Absent from Biden’s Europe trip: An endgame for war and cheaper gas


MADRID — President Biden issued a stark warning to Americans after Russian troops invaded Ukraine in February: Standing up to President Vladimir V. Putin could harm the US economy. “I’m not going to pretend it’s going to be painless,” he said in remarks in the East Room of the White House.

But few in Mr. Biden’s administration imagined how bitter warfare along the Russian border could lead to domestic political and economic pain: growing anger over $5-a-gallon gasoline, a growing frustration with rising food and rent prices, and growing opposition to the spending of billions of dollars. dollars on a foreign conflict with no end in sight.

At meetings of the Group of 7 nations and NATO this week in Europe, Mr Biden and his allies hammered home the idea that they must remain united against Russia while drawing new and stronger lines against what ‘they regard as predatory economic practices of China.

But the rallies also underscored the deep strains of war on Western leaders and consumers due to energy costs that have soared in the wake of tough sanctions on Russia and could rise further.

Despite all the steps Mr Biden and his allies have taken to counter Russian aggression – including a fast track to NATO membership for Finland and Sweden and a plan to cap the price of oil exports Russian – the leaders did not describe the end game in the long term. war of attrition.

Mr. Biden is already feeling the political heat from his swift response to the Ukraine invasion, though few of his opponents in the United States explicitly frame him that way. His efforts to ban Russian oil imports soon after the invasion were followed by global price spikes, which undermined consumer confidence and threatened the Democrats’ hold on Congress in the upcoming midterm elections. . Republicans have tried to blame the president’s policies on energy and climate, but the invasion and the West’s response to it are the reasons for the push.

If the war drags on and Mr Biden fails in his plan to keep Russian oil heavily priced, some analysts say oil prices could skyrocket to as high as $200 a barrel, which could mean $7 a gallon of gasoline or more — prices that, if sustained, would seriously damage Mr. Biden’s re-election hopes.

A protracted conflict would also force the United States and its allies to find additional funds for military and other aid to Ukraine, on top of the $40 billion Congress has already approved this year. For now, it’s just a small group of opponents who are questioning the spending, but that discontent could spread, providing a line of attack for former President Donald J. Trump, who is pointing to plans for a rematch with Mr. Biden in 2024.

Those undercurrents make the coming months crucial for Mr. Biden and his emboldened international coalition — a fact that administration officials have begun to acknowledge. Mr Biden’s national security adviser, Jake Sullivan, told reporters on the sidelines of G7 meetings in the German Alps that allies would try to help outgunned Ukrainian forces gain as much leverage as possible in war before winter, because “an overwhelming conflict is not in the interests of the Ukrainian people, for obvious reasons.

Mr. Sullivan and Treasury Secretary Janet L. Yellen said this week that officials would move quickly to negotiate and implement the myriad unresolved details of the proposed cap on the price of Russian oil exports, promising that there would be a relief for drivers at the gas pump when it is set up. But many economists and energy experts doubt that the cap, which has never been tried on a global scale like this, can come to fruition effectively anytime soon. Privately, some administration officials admit it could take until late fall or longer.

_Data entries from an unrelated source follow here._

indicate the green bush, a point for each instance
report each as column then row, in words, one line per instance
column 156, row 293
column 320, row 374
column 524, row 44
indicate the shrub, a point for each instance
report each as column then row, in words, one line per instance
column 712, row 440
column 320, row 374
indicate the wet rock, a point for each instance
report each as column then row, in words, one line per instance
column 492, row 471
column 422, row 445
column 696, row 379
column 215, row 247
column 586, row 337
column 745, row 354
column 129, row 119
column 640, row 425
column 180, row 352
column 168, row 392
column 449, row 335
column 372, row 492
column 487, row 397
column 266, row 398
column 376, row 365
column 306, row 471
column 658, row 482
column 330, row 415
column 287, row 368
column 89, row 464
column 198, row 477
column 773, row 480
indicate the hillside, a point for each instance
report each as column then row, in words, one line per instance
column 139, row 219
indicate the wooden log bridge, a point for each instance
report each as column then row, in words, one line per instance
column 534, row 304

European leaders have more publicly grappled this week with the pain of war for their citizens, particularly the availability and price of energy. But in a few limited speeches in Germany and Spain, Mr. Biden expressed only unwavering resolve in the cause of deterring Mr. Putin’s assaults.

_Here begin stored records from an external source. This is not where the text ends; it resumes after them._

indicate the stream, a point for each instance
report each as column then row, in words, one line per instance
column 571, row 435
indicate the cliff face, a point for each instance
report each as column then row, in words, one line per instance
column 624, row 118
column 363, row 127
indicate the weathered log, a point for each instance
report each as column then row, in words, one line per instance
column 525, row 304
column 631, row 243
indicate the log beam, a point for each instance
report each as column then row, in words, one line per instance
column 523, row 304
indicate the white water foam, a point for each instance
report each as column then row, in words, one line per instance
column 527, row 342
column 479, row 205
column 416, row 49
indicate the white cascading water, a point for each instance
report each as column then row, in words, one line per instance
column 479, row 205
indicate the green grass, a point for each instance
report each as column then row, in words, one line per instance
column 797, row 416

“We send an unequivocal message, in my view,” Biden said Wednesday in Madrid, “that NATO is strong, united, and the steps we take at this summit will further increase our collective strength.”

The president’s focus this week on war, energy price inflation and looming threats from China came to the exclusion of many of the issues that dominated his 2020 campaign — and current controversies that animate his party at home.

He and his fellow leaders rarely mentioned the Covid-19 pandemic. Mr. Biden’s sprawling — and stalled — plans for new social programs have been shelved. Even climate change has mostly been relegated to lofty promises in public forums rather than concrete promises of action.

What administration officials saw as the crowning achievement of the G7 meetings – the tentative agreement to try to keep Russian oil flowing to the world market, but at heavily reduced prices that would starve Mr. Putin of revenue for his war machine – was the latest example of Mr Biden seeking solutions to consumer pain caused by war.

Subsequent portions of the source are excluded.